Schematics illustrating proposed release of ATP-adenosine from astrocytes and inhibition of D₁-like receptor signaling within locomotor networks. A: outline of the spinal locomotor CPG as a bilateral network comprising flexor and extensor and rhythm- and pattern-generating modules for the coordination of muscle activation during locomotion. Molecularly defined populations of postmitotic ventral horn neurons (V1, V2a, V2b, V0v, V0d, V3) are represented as blue circles, and some of their proposed interactions are indicated by arrows, signifying excitation, or bars, signifying inhibition. Astrocytes are proposed to modulate the rhythm-generating circuity by exerting an inhibitory effect, via secretion of ATP-adenosine, on an inhibitory population of interneurons that regulates locomotor frequency, possibly the V1 population (see text). For details of the roles of the neuronal populations indicated, see Goulding (2009) and Kiehn (2016).

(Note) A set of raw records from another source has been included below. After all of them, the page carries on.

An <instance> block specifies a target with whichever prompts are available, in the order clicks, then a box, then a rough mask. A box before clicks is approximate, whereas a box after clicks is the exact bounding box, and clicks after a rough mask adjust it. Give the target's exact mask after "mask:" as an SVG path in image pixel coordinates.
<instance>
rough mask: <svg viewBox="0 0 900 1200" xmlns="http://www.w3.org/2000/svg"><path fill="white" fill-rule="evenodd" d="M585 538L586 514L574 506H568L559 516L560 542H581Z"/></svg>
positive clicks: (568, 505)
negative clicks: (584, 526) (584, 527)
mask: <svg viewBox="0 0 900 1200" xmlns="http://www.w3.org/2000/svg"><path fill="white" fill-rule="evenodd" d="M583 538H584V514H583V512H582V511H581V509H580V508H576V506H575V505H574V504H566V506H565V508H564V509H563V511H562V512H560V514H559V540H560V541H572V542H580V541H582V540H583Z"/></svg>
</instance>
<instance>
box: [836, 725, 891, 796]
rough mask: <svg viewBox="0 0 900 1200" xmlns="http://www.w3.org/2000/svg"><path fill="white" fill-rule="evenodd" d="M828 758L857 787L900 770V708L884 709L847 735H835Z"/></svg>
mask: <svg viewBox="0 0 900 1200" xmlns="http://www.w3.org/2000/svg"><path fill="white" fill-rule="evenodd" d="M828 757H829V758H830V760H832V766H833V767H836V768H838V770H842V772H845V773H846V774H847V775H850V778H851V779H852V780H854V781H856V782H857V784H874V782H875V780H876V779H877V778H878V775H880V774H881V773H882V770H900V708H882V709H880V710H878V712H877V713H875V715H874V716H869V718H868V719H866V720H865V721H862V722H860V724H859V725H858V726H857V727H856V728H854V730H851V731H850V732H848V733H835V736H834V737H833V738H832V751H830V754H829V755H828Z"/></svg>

B: ATP is released from putative spinal cord astrocytes during network activity in response to an unidentified neuronal signal and upon experimental activation of the Gα_q-linked receptor PAR1 by TFLLR, which is proposed to mimic the endogenous action of neurotransmitters on astrocytic GPCRs. Extracellular ectonucleotidases mediate the hydrolysis of ATP to adenosine, which activates neuronal Gα_i-linked A₁ receptors to inhibit signaling through Gα_s-linked D₁-like receptors at the level of adenylyl cyclase. Reduced cAMP production by adenylyl cyclase results in reduced activation of PKA. PKA acts on unidentified targets, perhaps including ion channels and ionotropic receptors, to increase neuronal excitability; PKA inhibition results in a reduced frequency of locomotor-related activity. IN, interneuron; MN, motoneuron.